Сумирэ постукивала ногтями по передним зубам — цок-цок-цок, словно каблучки по ночной пустынной улице. Задумываясь о чем-то, она так делала часто — одна из нескольких ее дурных привычек.
— Честно говоря, у меня таких сомнений раньше вовсе не было. Ну, конечно, я не настолько наивная дурочка, чтобы всегда быть уверенной в себе или собственном таланте. Хорошо понимаю: да, я еще не вполне сложившаяся, сырая личность и при том своенравная. Но чтобы когда-нибудь сомневаться в том деле, которое выбрала, — такого не помню. Я верила, что, в общем-то, двигаюсь правильно, пусть даже иногда и сбиваюсь с пути.
— Просто тебе раньше везло, — сказал я. — Только и всего. Это как долгий дождь сразу после посадки риса.
— Да, наверно.
— Однако в последнее время уже все не так.
— Да. В последнее время уже все не так. Временами на меня находит такое чувство, будто все, что я делала до сих пор, было неправильно, и мне страшно. Будто кругом — ночь, мне снится яркий сон, я вдруг просыпаюсь и какое-то время никак не могу понять, где же настоящая реальность. Вот такое чувство у меня сейчас. Понимаешь, о чем я?
— Думаю, что да, — ответил я.
— Наверно, никакого романа я уже не напишу.
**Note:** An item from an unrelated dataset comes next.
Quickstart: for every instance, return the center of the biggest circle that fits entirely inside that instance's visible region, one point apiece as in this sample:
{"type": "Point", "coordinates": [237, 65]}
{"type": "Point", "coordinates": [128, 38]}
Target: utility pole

Последнее время часто об этом думаю. Что я такое? Всего лишь тупая девчонка, ничего не знающая о жизни. Такие вокруг кишмя кишат. К тому же — зацикленная на собственной персоне и мечтающая о чем-то несбыточным. Вот что я такое. Нужно скорее захлопнуть крышку рояля и уйти со сцены. Пока не поздно.
— Захлопнуть крышку рояля?
— В переносном смысле.
Я переложил трубку из левой руки в правую.
— Видишь ли, одну вещь я точно знаю. У тебя такой уверенности нет, зато у меня есть. Когда-нибудь ты напишешь прекрасный роман. Если прочесть то, что ты уже написала, это совершенно очевидно.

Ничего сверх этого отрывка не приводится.